A design with n Aries blocks will generate n independent results each clock cycle. These results need to be added to form the final result. As these results are independent of each other, they can be added in any order. The final adders (see Section 6.4) within the Aries block can be used to perform this addition. Using a binary tree structure theoretically n numbers can be summed up using at most n-1 adders. As there are n Aries blocks, there are enough adders present to form a binary tree. For a binary adder tree with exactly 2^n operands it is possible to create a pipeline without any problems. Figure 7.5 shows an adder tree that adds up 17 results . Although still 16 adders are required for the operation notice that the result of block 17 is added to the combined sum of the first 16 blocks which are calculated in a four level adder tree.
For a pipelined architecture this is not acceptable, as the result of the 17th block needs to wait for four adder delays. A pipeline structure would require that fouradditional delay elements be used for the result of the 17th block. This problem is solved by the output stage of Aries which is described in Section 6.3. This arrangement has two modes: one where the result is available directly and another one where the result is delayed by one pipeline stage. Both of these results can either be fed to the internal final adder or redirected to output. It can be shown that any number of operands can safely be implemented with this arrangement.
As a simple example let us consider the addition of three results, Figure 7.6 shows three Aries blocks and their output modes. Notice that all three modes are used in this arrangement. The only restriction of this methodology is that the output can only be delayed by one cycle. All these delays have to be introduced at the first level of the adder tree.
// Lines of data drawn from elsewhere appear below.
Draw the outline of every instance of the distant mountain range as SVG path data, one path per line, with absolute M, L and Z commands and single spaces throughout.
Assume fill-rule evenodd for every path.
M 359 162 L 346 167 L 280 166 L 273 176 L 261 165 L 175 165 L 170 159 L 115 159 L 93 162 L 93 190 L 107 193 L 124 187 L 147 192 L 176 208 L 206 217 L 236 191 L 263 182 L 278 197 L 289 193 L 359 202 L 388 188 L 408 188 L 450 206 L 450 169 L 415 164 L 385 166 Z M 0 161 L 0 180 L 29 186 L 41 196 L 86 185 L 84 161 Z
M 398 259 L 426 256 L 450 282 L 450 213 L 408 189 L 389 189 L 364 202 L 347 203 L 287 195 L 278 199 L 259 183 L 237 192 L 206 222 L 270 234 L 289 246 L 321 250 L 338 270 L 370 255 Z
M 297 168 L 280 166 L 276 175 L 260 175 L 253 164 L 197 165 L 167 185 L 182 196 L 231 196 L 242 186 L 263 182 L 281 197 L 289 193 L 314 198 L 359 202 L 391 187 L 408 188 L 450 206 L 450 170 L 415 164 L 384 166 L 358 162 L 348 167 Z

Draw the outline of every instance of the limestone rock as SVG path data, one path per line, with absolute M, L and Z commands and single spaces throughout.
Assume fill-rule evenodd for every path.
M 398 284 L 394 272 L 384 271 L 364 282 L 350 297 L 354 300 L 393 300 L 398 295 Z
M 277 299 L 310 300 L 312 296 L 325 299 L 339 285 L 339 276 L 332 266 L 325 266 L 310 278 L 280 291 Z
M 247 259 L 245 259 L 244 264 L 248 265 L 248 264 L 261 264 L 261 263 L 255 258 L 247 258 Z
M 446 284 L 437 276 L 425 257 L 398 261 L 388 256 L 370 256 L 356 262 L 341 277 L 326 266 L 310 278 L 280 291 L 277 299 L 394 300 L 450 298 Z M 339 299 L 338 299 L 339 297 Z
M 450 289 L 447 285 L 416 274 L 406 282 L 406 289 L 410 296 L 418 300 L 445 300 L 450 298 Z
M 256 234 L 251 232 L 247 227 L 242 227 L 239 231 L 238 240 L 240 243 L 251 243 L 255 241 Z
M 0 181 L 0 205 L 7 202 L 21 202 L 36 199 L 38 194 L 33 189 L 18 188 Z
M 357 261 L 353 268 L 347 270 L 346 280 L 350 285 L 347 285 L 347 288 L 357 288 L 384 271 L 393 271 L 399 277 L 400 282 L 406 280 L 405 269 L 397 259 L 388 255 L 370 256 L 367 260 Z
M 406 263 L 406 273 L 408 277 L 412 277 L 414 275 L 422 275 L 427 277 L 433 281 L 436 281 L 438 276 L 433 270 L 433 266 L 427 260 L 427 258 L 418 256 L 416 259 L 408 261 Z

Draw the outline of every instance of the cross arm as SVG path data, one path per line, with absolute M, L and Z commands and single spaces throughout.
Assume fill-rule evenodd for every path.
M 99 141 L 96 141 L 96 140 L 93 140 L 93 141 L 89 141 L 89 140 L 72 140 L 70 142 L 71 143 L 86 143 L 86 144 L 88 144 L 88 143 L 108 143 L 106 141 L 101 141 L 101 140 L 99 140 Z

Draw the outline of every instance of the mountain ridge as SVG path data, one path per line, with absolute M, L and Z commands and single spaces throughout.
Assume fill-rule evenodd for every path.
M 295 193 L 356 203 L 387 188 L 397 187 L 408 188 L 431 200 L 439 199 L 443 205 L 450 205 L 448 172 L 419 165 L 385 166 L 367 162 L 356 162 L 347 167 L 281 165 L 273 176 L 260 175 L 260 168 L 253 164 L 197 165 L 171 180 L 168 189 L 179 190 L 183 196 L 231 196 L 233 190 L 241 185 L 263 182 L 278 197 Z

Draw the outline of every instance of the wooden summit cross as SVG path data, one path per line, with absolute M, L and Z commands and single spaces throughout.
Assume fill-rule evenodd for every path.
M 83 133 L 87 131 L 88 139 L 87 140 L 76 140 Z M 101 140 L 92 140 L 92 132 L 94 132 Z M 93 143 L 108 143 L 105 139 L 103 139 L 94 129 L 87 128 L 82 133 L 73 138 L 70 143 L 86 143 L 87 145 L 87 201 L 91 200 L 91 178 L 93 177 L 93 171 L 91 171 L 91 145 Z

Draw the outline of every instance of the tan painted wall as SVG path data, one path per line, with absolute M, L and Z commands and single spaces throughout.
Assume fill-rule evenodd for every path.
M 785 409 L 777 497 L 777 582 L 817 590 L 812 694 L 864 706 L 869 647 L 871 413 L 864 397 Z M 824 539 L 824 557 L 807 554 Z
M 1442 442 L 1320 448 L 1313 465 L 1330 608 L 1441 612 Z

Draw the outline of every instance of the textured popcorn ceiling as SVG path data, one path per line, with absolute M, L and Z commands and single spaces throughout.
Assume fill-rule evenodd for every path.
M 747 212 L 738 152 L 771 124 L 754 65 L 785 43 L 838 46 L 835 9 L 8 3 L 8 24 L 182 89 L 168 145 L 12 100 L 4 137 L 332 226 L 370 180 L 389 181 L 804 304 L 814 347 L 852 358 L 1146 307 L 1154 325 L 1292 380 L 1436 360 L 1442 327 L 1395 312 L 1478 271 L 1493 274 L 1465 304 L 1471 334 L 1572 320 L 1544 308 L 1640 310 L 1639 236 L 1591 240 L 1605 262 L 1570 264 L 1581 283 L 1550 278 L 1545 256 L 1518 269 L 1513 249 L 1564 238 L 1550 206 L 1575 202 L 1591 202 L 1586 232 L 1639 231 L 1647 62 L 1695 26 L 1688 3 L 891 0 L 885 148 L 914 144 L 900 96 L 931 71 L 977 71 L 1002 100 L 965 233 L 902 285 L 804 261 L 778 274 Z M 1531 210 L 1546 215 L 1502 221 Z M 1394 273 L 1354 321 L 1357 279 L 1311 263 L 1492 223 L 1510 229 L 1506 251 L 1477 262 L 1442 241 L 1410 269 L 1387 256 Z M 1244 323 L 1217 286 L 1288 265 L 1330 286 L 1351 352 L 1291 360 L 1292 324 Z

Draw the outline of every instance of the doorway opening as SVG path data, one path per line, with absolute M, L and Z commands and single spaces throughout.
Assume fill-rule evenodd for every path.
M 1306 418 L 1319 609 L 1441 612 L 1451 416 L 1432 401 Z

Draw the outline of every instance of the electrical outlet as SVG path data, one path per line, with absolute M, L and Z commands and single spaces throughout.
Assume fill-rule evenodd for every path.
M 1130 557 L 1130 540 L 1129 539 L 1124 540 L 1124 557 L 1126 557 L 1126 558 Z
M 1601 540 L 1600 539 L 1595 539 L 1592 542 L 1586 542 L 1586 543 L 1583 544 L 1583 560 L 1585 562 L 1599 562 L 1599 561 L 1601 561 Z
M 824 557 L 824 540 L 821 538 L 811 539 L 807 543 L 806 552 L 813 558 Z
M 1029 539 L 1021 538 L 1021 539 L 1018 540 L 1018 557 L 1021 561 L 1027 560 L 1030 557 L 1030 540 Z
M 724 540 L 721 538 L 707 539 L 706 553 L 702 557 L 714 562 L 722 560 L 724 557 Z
To construct such an adder tree it is necessary to start from the last stage where a single adder will be used. The total number of operands are divided into two halves so that the result will be two equal numbers for even numbers and two consecutive integers for odd numbers. This process is repeated until blocks of either two or three operands are reached. Thenafter the arrangement shown in figure 7.6 is used for a three operand addition. If any three operand additions exist (which is the case when n is not a power of two), all two operand additions have to be delayed by one clock. This is accomplished by setting the delay on both of the blocks, which will pass the results through the additional pipeline register before the final adder.
Figure 7.7 shows the arrangement for a pipelined 17 operand adder. On the first level there are 7 , 2 operand additions and only one 3 operand addition. As a result all of the operands of the two operand adder have to be delayed by one cycle. From the second level on it can be seen that all results can be calculated within the same clock cycle.
The general arrangement for a 5 x 5 filter would be like the one illustrated in Figure 7.8. Filters of any dimensions can be realized with the configuration shown. Another approach for building large filters would be to include a small RISC processor core to help programming the weights of all Aries blocks as well as add intelligent scaling algorithms for the results. The general block diagram of a large filter array that uses a RISC processor core is given in Figure 7.9.